II. APPLICABLE LEGAL STANDARDS ON INITIAL REVIEW

The court is required to review in forma pauperis complaints to determine whether summary dismissal is appropriate. See 28 U.S.C. § 1915(e). The court must dismiss a complaint or any portion of it that states a frivolous or malicious claim, that fails to state a claim upon which relief may be granted, or that seeks monetary relief from a defendant who is immune from such relief. 28 U.S.C. § 1915(e)(2)(B).
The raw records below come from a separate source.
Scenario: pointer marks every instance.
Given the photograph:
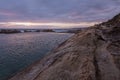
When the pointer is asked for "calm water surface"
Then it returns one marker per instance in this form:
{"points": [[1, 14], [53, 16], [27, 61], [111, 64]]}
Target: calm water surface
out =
{"points": [[19, 50]]}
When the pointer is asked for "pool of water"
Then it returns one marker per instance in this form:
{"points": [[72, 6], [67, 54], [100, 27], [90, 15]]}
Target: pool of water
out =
{"points": [[20, 50]]}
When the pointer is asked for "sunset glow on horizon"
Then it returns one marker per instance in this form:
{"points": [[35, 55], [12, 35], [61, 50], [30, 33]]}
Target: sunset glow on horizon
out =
{"points": [[56, 24]]}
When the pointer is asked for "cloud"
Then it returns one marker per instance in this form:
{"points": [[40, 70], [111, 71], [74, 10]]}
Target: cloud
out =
{"points": [[58, 10]]}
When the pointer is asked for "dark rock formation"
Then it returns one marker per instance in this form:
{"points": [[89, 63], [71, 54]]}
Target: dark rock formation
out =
{"points": [[93, 54]]}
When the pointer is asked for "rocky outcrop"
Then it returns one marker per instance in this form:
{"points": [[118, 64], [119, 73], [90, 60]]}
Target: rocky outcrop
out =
{"points": [[93, 54]]}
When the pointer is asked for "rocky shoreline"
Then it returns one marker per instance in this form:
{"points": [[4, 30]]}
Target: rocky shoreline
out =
{"points": [[92, 54]]}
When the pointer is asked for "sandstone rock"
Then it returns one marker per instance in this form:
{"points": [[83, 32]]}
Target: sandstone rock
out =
{"points": [[93, 54]]}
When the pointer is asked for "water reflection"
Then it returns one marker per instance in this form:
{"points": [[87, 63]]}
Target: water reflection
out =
{"points": [[20, 50]]}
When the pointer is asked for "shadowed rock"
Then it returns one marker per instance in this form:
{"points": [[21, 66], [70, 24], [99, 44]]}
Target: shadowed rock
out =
{"points": [[93, 54]]}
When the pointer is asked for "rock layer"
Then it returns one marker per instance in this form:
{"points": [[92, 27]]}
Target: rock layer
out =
{"points": [[93, 54]]}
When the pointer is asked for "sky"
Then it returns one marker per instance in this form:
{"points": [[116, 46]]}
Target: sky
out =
{"points": [[56, 13]]}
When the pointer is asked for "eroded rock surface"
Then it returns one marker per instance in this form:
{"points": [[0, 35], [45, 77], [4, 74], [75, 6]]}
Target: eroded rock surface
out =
{"points": [[93, 54]]}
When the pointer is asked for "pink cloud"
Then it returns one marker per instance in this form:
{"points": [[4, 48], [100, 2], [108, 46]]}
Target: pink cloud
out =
{"points": [[7, 13]]}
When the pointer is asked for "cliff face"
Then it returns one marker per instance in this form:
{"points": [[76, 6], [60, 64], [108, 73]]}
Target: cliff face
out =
{"points": [[93, 54]]}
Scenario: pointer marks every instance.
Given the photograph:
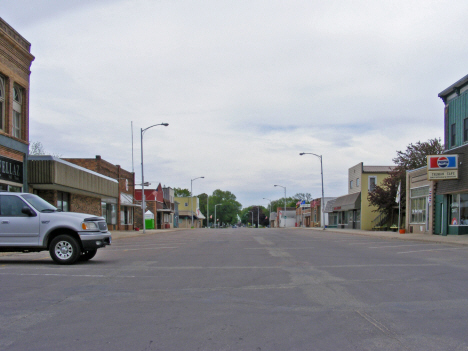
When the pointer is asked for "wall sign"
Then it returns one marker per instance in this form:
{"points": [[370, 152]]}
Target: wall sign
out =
{"points": [[441, 167], [11, 170]]}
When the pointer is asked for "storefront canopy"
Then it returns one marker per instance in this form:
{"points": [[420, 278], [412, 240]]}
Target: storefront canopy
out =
{"points": [[347, 202]]}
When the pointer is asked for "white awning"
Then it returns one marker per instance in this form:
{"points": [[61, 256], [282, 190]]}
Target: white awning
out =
{"points": [[127, 200]]}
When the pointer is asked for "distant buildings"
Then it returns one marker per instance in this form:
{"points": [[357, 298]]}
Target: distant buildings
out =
{"points": [[15, 64]]}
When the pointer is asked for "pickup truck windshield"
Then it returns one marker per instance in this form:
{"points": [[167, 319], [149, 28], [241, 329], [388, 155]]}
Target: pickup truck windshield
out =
{"points": [[38, 203]]}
Pro se plaintiffs must set forth enough factual allegations to “nudge[] their claims across the line from conceivable to plausible,” or “their complaint must be dismissed.” Bell Atlantic Corp. v. Twombly, 550 U.S. 544, 569–70 (2007); see also Ashcroft v. Iqbal, 556 U.S. 662, 678 (2009) (“A claim has facial plausibility when the plaintiff pleads factual content that allows the court to draw the reasonable inference that the defendant is liable for the misconduct alleged.”).

“The essential function of a complaint under the Federal Rules of Civil Procedure is to give the opposing party ‘fair notice of the nature and basis or grounds for a claim, and a general indication of the type of litigation involved.’” Topchian v. JPMorgan Chase Bank, N.A., 760 F.3d 843, 848 (8th Cir. 2014) (quoting Hopkins v. Saunders, 199 F.3d 968, 973 (8th Cir. 1999)). However, “[a] pro se complaint must be liberally construed, and pro se litigants are held to a lesser pleading standard than other parties.” Topchian, 760 F.3d at 849 (internal quotation marks and citations omitted).

III. DISCUSSION

A. Sovereign Immunity

The Eleventh Amendment bars claims for damages by private parties against a state, state instrumentalities and an employee of a state sued in the employee's official capacity. See, e.g., Egerdahl v. Hibbing Cmty. Coll., 72 F.3d 615, 619 (8th Cir. 1995); Dover Elevator Co. v. Arkansas State Univ., 64 F.3d 442, 446–47 (8th Cir. 1995). Any award of retroactive monetary relief payable by the state, including for back pay or damages, is proscribed by the Eleventh Amendment absent a waiver of immunity by the state or an override of immunity by Congress. See, e.g., Dover Elevator Co., 64 F.3d at 444; Nevels v. Hanlon, 656 F.2d 372, 377–78 (8th Cir. 1981). Sovereign immunity does not bar damages claims against state officials acting in their personal capacities, nor does it bar claims brought pursuant to 42 U.S.C.